Там сидели трое: доктор Сингх, доктор Синклер и сестра Моррисон. Они пили чай. Доктор Сингх был симпатичным человеком среднего возраста с пакистанским акцентом и в пенсне. Он принадлежал к тому немногочисленному типу людей, которым шли такие очки. Он был квалифицированным и опытным хирургом, который терпеть не мог, когда к нему обращались «мистер», а не «доктор». Двадцатишестилетний доктор Синклер, рыжеволосый и почти такой же симпатичный, как его коллега, покинул интернатуру в большой больнице на втором году практики и отправился служить добровольцем во флот. Никто никогда не осмелился бы назвать сестру Моррисон красавицей.

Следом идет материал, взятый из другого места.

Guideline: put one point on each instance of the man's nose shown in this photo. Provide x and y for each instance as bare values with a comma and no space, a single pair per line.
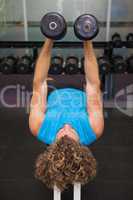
67,126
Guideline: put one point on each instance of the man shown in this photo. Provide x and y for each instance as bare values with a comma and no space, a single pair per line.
59,123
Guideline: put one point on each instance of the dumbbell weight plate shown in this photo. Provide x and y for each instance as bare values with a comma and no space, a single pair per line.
53,25
86,27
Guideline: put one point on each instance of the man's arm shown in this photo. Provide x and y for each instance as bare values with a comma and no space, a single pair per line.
39,98
94,100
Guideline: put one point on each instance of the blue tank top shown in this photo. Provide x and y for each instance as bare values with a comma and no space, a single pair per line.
66,106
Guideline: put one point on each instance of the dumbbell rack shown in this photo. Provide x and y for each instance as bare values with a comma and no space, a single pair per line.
76,194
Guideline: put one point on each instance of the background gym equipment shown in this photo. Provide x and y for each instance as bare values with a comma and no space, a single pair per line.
82,71
71,66
130,37
86,27
118,64
104,65
116,39
8,65
56,66
130,64
24,65
53,25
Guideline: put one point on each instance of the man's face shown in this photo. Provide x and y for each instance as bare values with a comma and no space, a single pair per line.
69,131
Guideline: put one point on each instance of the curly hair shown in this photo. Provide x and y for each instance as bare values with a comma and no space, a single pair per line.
64,163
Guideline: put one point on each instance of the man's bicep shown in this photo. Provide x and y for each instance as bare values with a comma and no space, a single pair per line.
36,118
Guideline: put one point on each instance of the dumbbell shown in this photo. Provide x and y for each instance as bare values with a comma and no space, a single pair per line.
130,37
86,27
8,65
130,64
119,64
56,66
53,26
24,65
116,39
104,65
71,66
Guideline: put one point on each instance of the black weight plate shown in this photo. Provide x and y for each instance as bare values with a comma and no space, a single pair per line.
86,27
53,25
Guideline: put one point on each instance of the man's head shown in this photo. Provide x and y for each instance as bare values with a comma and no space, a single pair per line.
65,162
68,131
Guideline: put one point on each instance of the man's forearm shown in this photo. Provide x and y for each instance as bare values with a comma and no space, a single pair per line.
43,63
90,63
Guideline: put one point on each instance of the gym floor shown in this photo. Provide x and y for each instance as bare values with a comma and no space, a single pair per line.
19,149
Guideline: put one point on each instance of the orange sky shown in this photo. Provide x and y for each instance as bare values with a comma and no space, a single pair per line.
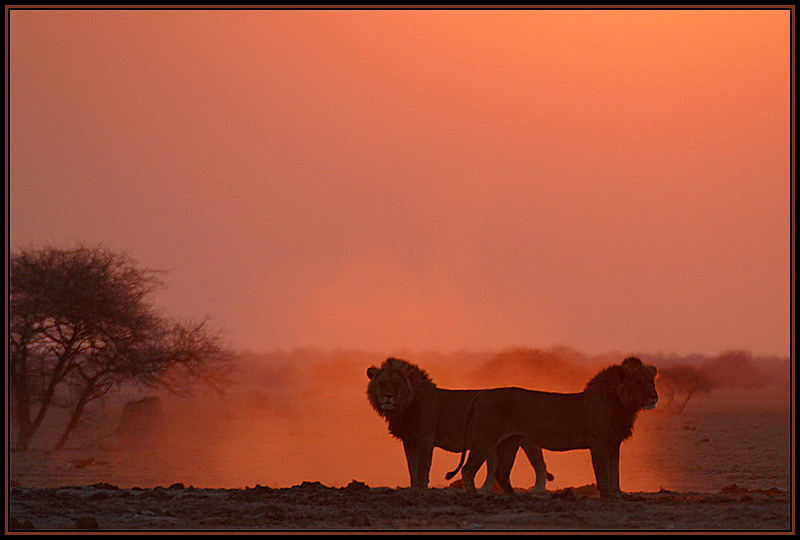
387,180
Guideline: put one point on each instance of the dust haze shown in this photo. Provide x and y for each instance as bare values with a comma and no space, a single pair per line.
290,417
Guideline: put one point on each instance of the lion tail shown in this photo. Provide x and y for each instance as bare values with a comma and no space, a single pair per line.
467,425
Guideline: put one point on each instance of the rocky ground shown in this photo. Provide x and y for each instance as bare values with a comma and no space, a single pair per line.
312,506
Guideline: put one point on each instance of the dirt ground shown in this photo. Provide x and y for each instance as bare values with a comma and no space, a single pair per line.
312,506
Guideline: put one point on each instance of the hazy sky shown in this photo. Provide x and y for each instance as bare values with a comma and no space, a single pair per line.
388,180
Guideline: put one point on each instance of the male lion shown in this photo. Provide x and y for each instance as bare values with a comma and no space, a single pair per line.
599,418
424,416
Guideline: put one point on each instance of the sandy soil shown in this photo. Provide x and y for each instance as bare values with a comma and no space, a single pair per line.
314,506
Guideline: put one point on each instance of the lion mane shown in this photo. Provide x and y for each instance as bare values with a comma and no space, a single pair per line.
424,416
599,418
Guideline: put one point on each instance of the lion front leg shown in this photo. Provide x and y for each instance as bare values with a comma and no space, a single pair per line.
491,468
605,461
476,458
418,457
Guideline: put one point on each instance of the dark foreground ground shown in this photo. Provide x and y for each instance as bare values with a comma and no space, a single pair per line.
313,506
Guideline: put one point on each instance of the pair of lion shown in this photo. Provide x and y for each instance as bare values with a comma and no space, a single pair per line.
492,424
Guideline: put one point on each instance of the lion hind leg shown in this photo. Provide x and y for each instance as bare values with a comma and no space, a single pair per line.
536,458
506,454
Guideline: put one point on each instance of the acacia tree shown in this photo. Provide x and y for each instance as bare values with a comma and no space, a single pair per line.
81,323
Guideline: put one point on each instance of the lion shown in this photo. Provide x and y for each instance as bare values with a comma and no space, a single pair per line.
424,416
599,418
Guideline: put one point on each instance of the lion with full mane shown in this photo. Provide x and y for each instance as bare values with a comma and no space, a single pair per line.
424,416
599,418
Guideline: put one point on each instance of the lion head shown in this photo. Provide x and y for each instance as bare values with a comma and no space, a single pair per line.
393,387
632,384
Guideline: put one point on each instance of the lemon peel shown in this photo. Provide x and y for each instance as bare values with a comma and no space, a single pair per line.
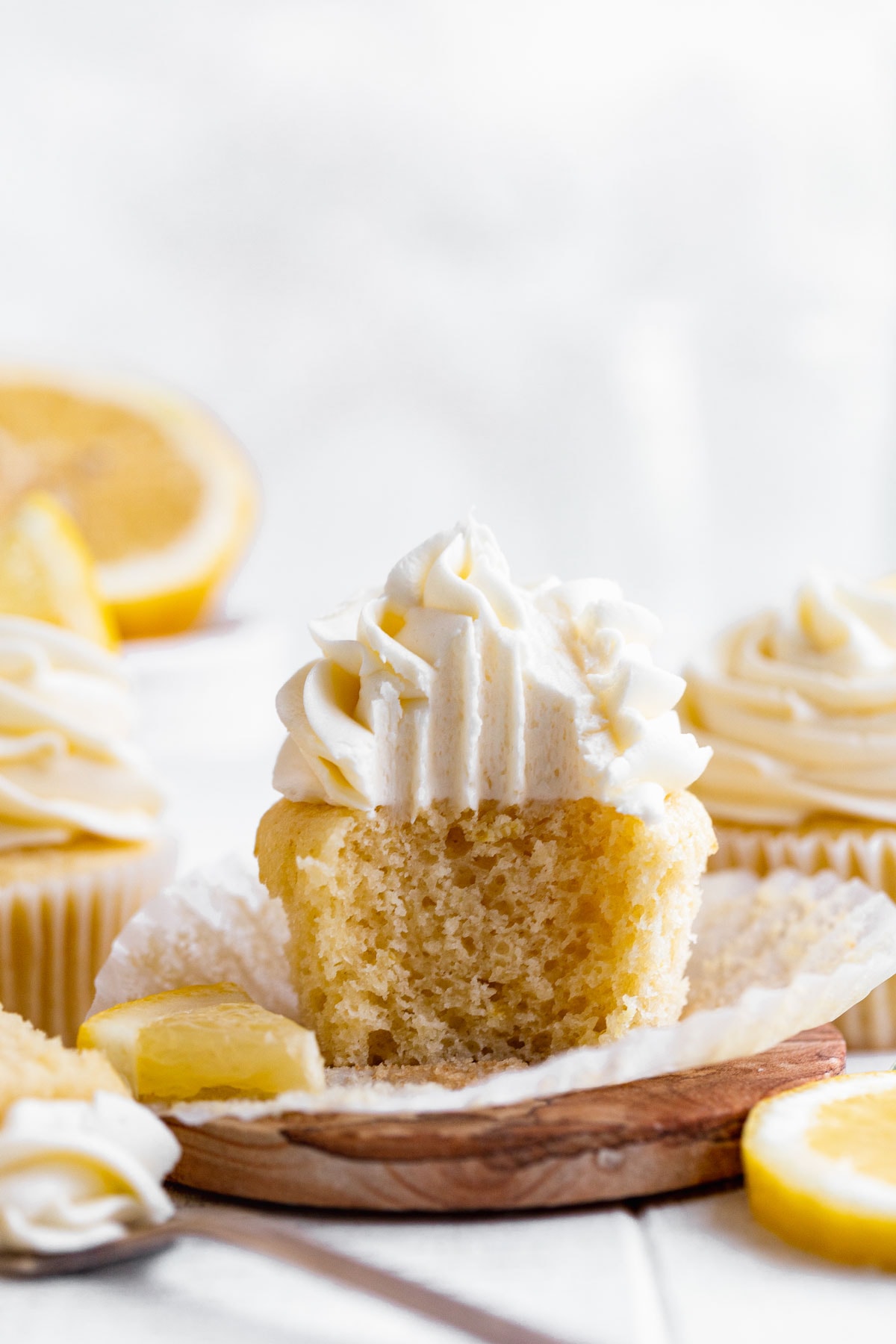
47,573
820,1167
164,497
205,1042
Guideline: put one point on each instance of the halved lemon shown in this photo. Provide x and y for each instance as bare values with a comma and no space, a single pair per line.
46,571
164,497
205,1042
820,1166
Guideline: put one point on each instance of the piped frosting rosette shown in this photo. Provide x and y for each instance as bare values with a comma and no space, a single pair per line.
453,683
800,710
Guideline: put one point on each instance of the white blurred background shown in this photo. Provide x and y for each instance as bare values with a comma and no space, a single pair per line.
621,276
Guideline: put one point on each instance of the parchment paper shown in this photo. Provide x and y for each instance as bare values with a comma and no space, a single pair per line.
771,957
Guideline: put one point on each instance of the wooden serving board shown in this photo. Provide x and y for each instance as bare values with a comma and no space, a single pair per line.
605,1144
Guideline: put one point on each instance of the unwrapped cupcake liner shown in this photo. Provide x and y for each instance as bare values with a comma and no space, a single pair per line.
55,933
771,959
849,853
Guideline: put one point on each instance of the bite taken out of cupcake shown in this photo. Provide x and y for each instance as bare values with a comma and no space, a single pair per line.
81,848
487,847
800,710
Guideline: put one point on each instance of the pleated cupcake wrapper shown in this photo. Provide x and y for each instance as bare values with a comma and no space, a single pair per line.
850,853
57,933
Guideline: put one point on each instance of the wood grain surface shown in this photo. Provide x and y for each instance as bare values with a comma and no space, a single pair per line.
605,1144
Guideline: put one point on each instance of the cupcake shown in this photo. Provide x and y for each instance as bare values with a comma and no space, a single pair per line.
800,710
80,840
485,846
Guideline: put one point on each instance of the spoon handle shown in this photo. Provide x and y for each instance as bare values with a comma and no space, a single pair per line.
257,1233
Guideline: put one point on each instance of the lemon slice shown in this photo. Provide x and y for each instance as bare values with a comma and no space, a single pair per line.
164,497
205,1042
820,1166
46,571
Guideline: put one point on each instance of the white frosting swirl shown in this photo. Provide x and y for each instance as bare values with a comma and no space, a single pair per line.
77,1174
800,709
66,766
454,685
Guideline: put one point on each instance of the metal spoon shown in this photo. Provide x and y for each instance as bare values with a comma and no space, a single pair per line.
257,1233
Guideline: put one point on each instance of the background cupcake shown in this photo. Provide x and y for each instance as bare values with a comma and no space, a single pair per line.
80,841
800,709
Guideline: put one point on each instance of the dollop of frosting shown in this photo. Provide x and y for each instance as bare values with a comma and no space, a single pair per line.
800,709
66,765
453,685
77,1174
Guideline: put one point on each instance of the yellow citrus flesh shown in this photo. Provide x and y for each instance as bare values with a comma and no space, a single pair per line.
47,573
205,1042
820,1167
164,497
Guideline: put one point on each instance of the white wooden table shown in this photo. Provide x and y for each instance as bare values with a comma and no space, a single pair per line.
694,1270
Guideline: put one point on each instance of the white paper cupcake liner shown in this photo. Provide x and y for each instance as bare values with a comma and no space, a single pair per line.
770,959
850,853
57,932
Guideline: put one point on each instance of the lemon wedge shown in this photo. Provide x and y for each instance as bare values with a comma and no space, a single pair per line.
46,571
164,497
820,1166
205,1042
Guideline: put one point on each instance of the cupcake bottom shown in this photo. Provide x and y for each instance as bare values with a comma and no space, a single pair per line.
852,850
60,909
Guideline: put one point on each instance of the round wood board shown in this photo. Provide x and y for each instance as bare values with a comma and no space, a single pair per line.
605,1144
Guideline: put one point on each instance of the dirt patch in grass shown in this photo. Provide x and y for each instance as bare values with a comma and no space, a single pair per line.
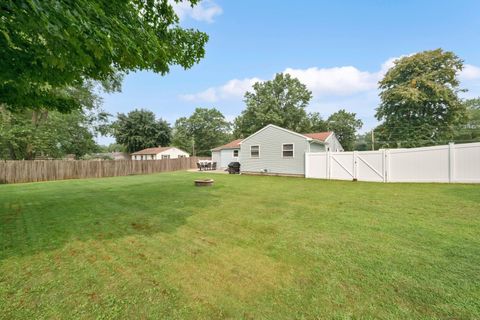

Примерно такого же возраста, как доктор Синклер, рыжеватая, с огромными карими глазами и благородными формами рта, но все это как‑то не сочеталось с её привычно натянутым выражением лица, очками в стальной оправе, которые она обычно носила, И с едва заметной, но ощущаемой аурой аристократической надменности. Капитану Боуэну всегда хотелось знать, как она выглядит, когда улыбается, и улыбается ли она вообще. Он быстро объяснил причину своего прихода. Реакция присутствующих была вполне предсказуемой. Сестра Моррисон вытянула губы, доктор Синклер поднял брови, а доктор Сингх с едва заметной улыбкой заметил:
– О боже! Диверсант или же диверсанты, шпион или шпионы – на борту британского судна! Просто уму непостижимо! Впрочем, – добавил он задумчиво, – не всех на корабле можно назвать британцами в буквальном смысле этого слова. Ну, например, меня.
– Ваш паспорт утверждает обратное, – с улыбкой ответил Боуэн. – А то обстоятельство, что вы находились в операционной в тот самый момент, когда наш диверсант орудовал в другом месте, автоматически исключает вас из числа подозреваемых. К несчастью, у нас нет списка подозреваемых, ни потенциальных, ни... Среди нас, доктор Сингх, действительно есть немало людей, родившихся не в Британии. Например, у нас тут есть двое индусов‑матросов – ласкаров, двое генуэзцев, двое сингальцев, двое поляков, один пуэрториканец, один ирландец и, по какой‑то странной причине, один итальянец, который как официальный противник должен быть объявлен военнопленным или отправлен в какой‑нибудь лагерь для интернированных. Ну и, наконец, оставшиеся в живых с «Аргоса». Они все до единого иностранцы и британскими подданными не являются.
– И не забудьте обо мне, – холодно заметила сестра Моррисон. – Я наполовину немка.
– Вы? А как же объяснить ваше имя? Маргарет Моррисон?
Она сжала губы. Видимо, подобное было для неё вполне естественным.
– А почему вы считаете, что моё имя Маргарет?
– У капитана есть список членов команды. Нравится вам это или нет, но вы – её член. Но не в этом дело. Шпионы и диверсанты могут быть любой национальности. И чем более невероятно предположение – в данном случае о том, что диверсанты являются британскими подданными, – тем более успешны их действия. Но, как я уже сказал, в данный момент это не имеет значения. Важно другое. Боцман и его люди будут здесь с минуты на минуту. В случае чрезвычайных обстоятельств он возьмет на себя полное руководство, за исключением, конечно, самых тяжелых раненых. Думаю, вы все знаете боцмана?
– Удивительный он человек, – сказал доктор Сингх.